The village is the birthplace of Ifor Williams, Ifor Bowen Griffith, T. Gwynn Jones and actor John Ogwen. Tregarth is also home to sculptor Ann Catrin Evans.

== Amenities ==
Tregarth has its own primary school, chapel (Shiloh), parish church (Santes Fair, St Mary's) and community centre which is the venue for many village activities such as Ysgol Feithrin (nursery school), Youth Club, Clwb yr Henoed (Senior Citizens Club) and Snooker Club. The public house, Pant yr Ardd, was closed and put up for sale in June 2014. It was bought by an unknown source and is re-opened in December 2014.
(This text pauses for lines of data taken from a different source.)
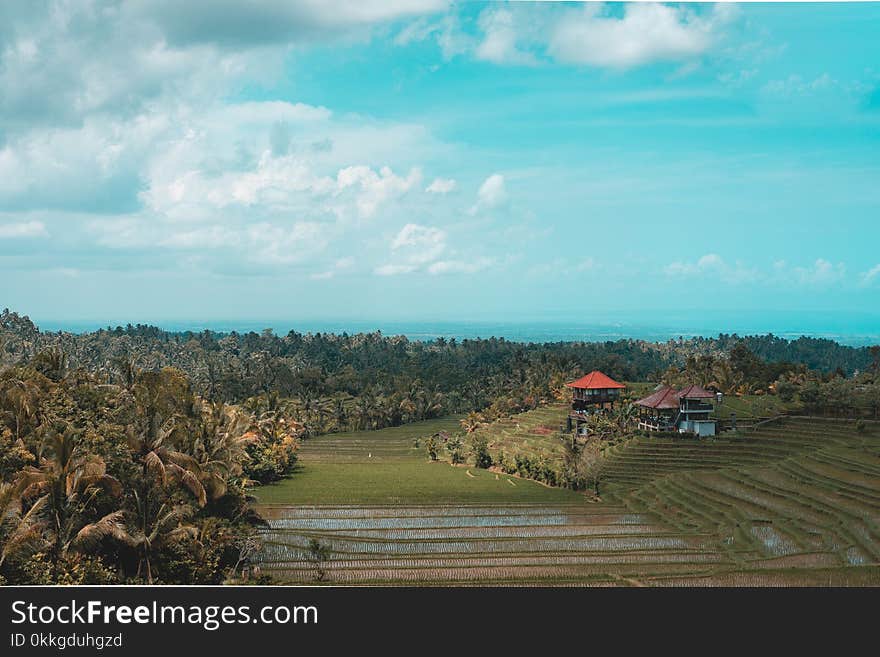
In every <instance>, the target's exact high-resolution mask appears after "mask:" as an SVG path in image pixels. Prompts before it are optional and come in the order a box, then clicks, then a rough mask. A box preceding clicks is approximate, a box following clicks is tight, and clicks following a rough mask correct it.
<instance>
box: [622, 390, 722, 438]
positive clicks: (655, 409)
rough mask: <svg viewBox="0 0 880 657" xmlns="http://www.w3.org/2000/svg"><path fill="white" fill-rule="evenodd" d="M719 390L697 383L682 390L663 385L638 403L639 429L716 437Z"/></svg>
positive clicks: (641, 399) (651, 430)
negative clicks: (717, 397)
mask: <svg viewBox="0 0 880 657" xmlns="http://www.w3.org/2000/svg"><path fill="white" fill-rule="evenodd" d="M714 401H715V393H712V392H710V391H708V390H706V389H704V388H701V387H700V386H697V385H690V386H687V387H686V388H682V389H681V390H676V389H675V388H671V387H669V386H660V387H658V388H657V390H655V391H654V392H653V393H652V394H650V395H648V396H647V397H645V398H644V399H639V400H638V401H637V402H635V404H636V406H637V407H638V408H639V429H646V430H648V431H678V432H680V433H693V434H696V435H697V436H699V437H700V438H702V437H704V436H714V435H715V429H716V420H715V419H714V418H712V417H711V415H712V413H713V411H714V410H715V407H714V404H713V402H714Z"/></svg>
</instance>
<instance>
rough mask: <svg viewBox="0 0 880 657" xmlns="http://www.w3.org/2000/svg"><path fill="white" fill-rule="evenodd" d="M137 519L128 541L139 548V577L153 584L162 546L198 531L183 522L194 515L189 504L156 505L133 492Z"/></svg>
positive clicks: (126, 538)
mask: <svg viewBox="0 0 880 657" xmlns="http://www.w3.org/2000/svg"><path fill="white" fill-rule="evenodd" d="M134 497H135V507H136V513H137V518H138V525H137V528H136V529H134V530H133V531H130V532H127V533H126V539H125V540H126V542H127V543H128V544H129V545H131V546H132V547H134V548H135V549H136V550H137V551H138V555H139V558H138V570H137V575H136V577H137V578H139V579H140V578H141V577H143V579H144V581H145V582H146V583H147V584H152V583H153V560H154V558H155V555H156V552H157V551H159V550H161V549H162V548H164V547H166V546H168V545H171V544H174V543H179V542H182V541H184V540H187V539H194V538H195V537H196V536H197V534H198V530H197V529H196V528H195V527H193V526H192V525H189V524H186V523H185V522H184V521H185V520H186V519H188V518H189V517H190V516H191V515H192V508H191V507H190V506H189V505H186V504H178V505H174V504H171V503H169V502H163V503H162V504H160V505H158V506H157V505H155V504H153V503H152V501H151V500H150V499H149V498H148V497H142V496H141V495H139V494H138V492H137V491H135V492H134Z"/></svg>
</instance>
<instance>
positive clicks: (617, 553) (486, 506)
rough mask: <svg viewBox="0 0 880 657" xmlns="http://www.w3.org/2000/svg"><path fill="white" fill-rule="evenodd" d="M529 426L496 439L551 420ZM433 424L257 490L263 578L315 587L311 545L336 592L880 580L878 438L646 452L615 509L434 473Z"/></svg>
mask: <svg viewBox="0 0 880 657" xmlns="http://www.w3.org/2000/svg"><path fill="white" fill-rule="evenodd" d="M545 410H546V409H545ZM548 412H549V411H548ZM532 413H533V414H534V413H536V412H534V411H533V412H532ZM549 417H550V416H549V415H548V418H549ZM519 420H520V421H519V425H520V426H519V429H517V427H516V423H515V422H514V424H511V426H510V431H509V432H507V433H506V434H505V435H502V436H500V437H499V438H498V440H499V441H508V442H509V441H512V440H513V441H523V440H529V441H530V440H531V437H530V436H531V434H530V433H529V432H528V431H526V432H525V435H521V434H522V429H523V427H526V426H540V425H541V423H542V422H545V421H552V420H550V419H548V420H545V419H538V418H537V416H535V417H529V418H523V417H520V418H519ZM432 428H433V427H430V426H425V427H422V428H421V429H419V428H418V427H412V426H411V427H409V428H407V429H406V438H405V439H404V438H403V437H402V435H403V434H402V433H401V435H399V436H398V437H397V439H395V437H394V434H388V433H387V432H384V433H383V432H372V433H371V434H363V433H361V434H351V435H348V436H342V435H339V436H335V437H327V438H326V439H324V438H322V439H318V440H314V441H312V442H311V443H310V444H309V445H307V446H306V448H305V449H304V450H303V453H302V463H303V472H302V473H301V475H300V476H297V477H294V478H293V479H291V480H290V482H287V483H286V484H285V485H284V486H282V487H279V488H277V489H276V490H275V491H274V492H271V493H270V494H269V495H265V493H264V494H263V495H261V498H262V499H263V500H264V501H266V502H270V501H271V502H273V503H272V504H266V505H265V506H264V507H263V513H264V515H265V517H266V518H267V519H268V520H269V523H270V528H269V529H268V530H267V531H266V532H265V535H264V551H263V555H262V559H263V564H262V567H263V569H264V570H266V571H268V572H271V573H273V574H274V575H275V576H276V577H277V578H278V579H279V580H281V581H285V582H290V583H312V582H314V581H315V573H316V569H315V564H314V563H313V562H312V561H310V559H309V556H310V555H309V550H308V545H309V541H310V540H311V539H315V540H317V541H319V542H320V543H321V544H322V545H324V546H326V547H327V548H328V550H329V557H328V558H327V559H326V561H325V562H324V563H323V564H322V567H323V569H324V570H325V571H326V577H325V579H324V580H323V581H326V582H328V583H331V584H382V585H394V584H442V585H495V584H516V585H542V584H557V585H558V584H565V585H611V586H621V585H624V586H633V585H636V586H637V585H650V586H663V585H673V586H674V585H829V584H831V585H880V428H878V427H876V426H869V428H868V430H867V431H866V432H865V433H859V432H857V431H856V429H855V427H854V425H853V423H851V422H835V421H828V420H813V419H806V418H786V419H785V420H783V421H777V422H772V423H768V424H765V425H763V426H760V427H759V428H757V429H755V430H751V431H748V432H743V433H741V434H740V435H737V436H732V435H731V436H726V437H724V438H718V439H715V440H704V441H702V442H699V441H695V440H681V439H677V440H658V439H644V438H638V439H633V440H631V441H629V442H627V443H624V444H621V445H618V446H616V447H614V448H612V449H611V450H609V452H610V453H609V455H608V462H607V472H608V478H607V482H606V485H605V490H604V491H603V500H602V501H601V502H595V501H590V500H588V499H587V498H586V497H584V496H582V495H577V494H574V493H571V492H570V491H563V490H559V489H550V488H547V487H544V486H540V485H539V484H536V483H534V482H529V481H526V480H522V479H516V478H513V477H510V476H507V475H500V474H496V473H492V472H488V471H485V470H474V469H473V468H453V467H451V466H449V465H447V464H436V463H434V464H432V463H428V462H427V461H426V460H425V458H424V455H423V453H422V452H421V451H420V450H418V449H414V448H413V447H412V444H411V443H412V440H413V435H414V433H418V432H419V431H423V432H424V431H428V430H429V429H432ZM505 431H506V430H505ZM551 437H552V436H551ZM544 439H545V440H546V441H548V442H549V440H550V437H545V438H544ZM395 440H398V442H395ZM325 441H326V442H325ZM383 441H384V442H383ZM407 442H408V443H409V447H407V446H406V444H405V443H407ZM365 454H366V456H365ZM374 459H379V460H374ZM310 468H317V473H318V475H320V476H321V478H322V479H324V481H323V484H322V485H321V486H318V487H317V488H316V486H315V484H316V483H317V482H316V480H311V482H310V480H309V479H308V476H307V473H308V472H309V470H310ZM328 468H329V469H328ZM333 468H338V469H341V472H334V470H333ZM354 472H360V473H361V475H360V476H356V477H352V476H351V475H352V473H354ZM346 473H347V474H346ZM370 473H372V474H370ZM328 476H329V477H330V479H329V480H326V478H327V477H328ZM285 486H286V487H285ZM341 491H344V492H341ZM285 496H287V498H288V499H284V498H285ZM392 498H393V501H390V502H389V501H388V500H389V499H392Z"/></svg>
Owing to Bethesda's industrial heritage, Tregarth has two railway lines running through its centre, one the Bethesda Branch Line (London and North Western Railway) which was closed in 1963 and the other The Narrow Gauge Penrhyn Quarry Railway Line which was used to transport slate from the Penrhyn Quarries to Port Penrhyn and was closed in 1962. There was a station on the Bethesda Branch which opened in 1884 and closed in 1963. These lines have since been converted to the Lôn Las Ogwen cycle path as part of Sustrans Lôn Las Cymru cycle route 5 and take the cyclist on a journey from the Nant Ffrancon Pass winding through Tregarth down along the River Cegin towards Bangor and Port Penrhyn. An hourly bus service into the town is provided by Arriva Buses Wales.

The Moelyci Environmental Centre (Canolfan Amgylcheddol Moelyci) can also be found on the outskirts of Tregarth; it is a community-based centre which specialises in the practice and teaching of sustainability. The centre runs many open days and activities and welcomes visitors.